Most notably, the developers behind the network hope to open up mining to more participants by replacing bitcoin's mining algorithm with one that will enable it to be mined with graphics cards. The idea is to make big miners – sometimes controversial figures on the network – less relevant.

"Bitcoin gold will implement a proof-of-work change from bitcoin's SHA256 to Equihash, a memory-hard algorithm that is ASIC-resistant and optimized for GPU mining," explained pseudonymous bitcoin gold developer "The Sorrow."

That the plan is being hatched in China, long the hotbed of bitcoin mining, only adds another layer to the story. Liao, whose mining hardware largely focuses on the litecoin network, is seen as one of the few voices domestically that can challenge the established order.

Yet, Liao was quick to name one mining firm in particular, Bitmain, as the reason that more bitcoin users should support the idea. A mining company that has been at the center of bitcoin drama over the last year, critics have long argued that the firm has too much of an influence over the network.

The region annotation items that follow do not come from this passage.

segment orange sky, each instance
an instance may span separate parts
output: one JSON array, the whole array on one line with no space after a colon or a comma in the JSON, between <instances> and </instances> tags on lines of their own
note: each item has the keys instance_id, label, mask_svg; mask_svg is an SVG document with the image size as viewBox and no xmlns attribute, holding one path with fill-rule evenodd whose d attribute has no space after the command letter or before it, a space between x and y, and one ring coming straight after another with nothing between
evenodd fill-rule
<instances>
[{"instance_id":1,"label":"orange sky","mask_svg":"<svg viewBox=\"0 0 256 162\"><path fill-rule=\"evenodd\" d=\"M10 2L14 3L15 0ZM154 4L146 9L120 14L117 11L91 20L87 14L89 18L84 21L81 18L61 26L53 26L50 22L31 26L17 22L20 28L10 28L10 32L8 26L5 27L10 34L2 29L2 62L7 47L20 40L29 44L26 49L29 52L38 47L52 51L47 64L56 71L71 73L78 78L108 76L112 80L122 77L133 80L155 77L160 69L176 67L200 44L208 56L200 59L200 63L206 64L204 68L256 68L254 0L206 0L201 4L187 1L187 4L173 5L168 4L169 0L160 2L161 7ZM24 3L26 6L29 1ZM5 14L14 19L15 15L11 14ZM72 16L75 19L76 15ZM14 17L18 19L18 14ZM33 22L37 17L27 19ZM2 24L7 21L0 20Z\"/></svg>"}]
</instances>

Still, creating a network that grows so popular as to remove miners is easier said than done, and some are skeptical that this would lead to the end goal that bitcoin gold advocates desire.

"GPU mining can't prevent centralization. GPU [markets] are controlled by Nvidia and AMD," Zhao Dong, a cryptocurrency trader and investor, argued in response to the plan.

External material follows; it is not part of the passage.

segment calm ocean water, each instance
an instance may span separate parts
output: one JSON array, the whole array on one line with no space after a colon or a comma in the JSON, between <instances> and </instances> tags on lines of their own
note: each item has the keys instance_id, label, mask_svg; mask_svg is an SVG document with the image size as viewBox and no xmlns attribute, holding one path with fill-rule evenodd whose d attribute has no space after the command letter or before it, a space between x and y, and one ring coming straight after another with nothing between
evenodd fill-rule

Liao, however, argued the accessibility of the companies' products means the distribution of hashing power might evolve differently.

 

Bitcoin gold's unknowns

Again, though, even project leaders admit many of the details around the hard fork are fuzzy.

Bitcoin gold's pseudonymous lead developer "h4x" said that the project is "still evolving" and details such as exact block height of the hard fork are still up for discussion.

According to the original website text, bitcoin gold was even planning an initial coin offering (ICO) by which 1 percent of the bitcoin gold coins would go to the developer team, but these details have since been removed.

One thing is clear though about the funding: because of the nature of the split, every bitcoin user at the time will have an equal amount of bitcoin gold associated with their private key.

"It is a minimalist fork of the Bitcoin Core codebase in the spirit of litecoin – only a few conservative modifications," said h4x.

H4x went on to describe bitcoin gold in more abstract biological terms, arguing that it tests how well hard forks work and if they benefit the ecosystem.

He said:

"Organisms derive benefits from creating offspring. With bitcoin gold we are conducting an experiment to see if that principle holds true in the world of blockchains."

And this sentiment is largely in line with developers who have predicted that more bitcoin forks similar to bitcoin cash will come forth in the future.

After bitcoin cash forked earlier this summer, for example, Lightning Network developer Tadge Dryja argued that more forks would spring up, but for another reason: money.

With bitcoin gold in the works and another hard fork slated for November, it seems that prediction is slowly becoming reality.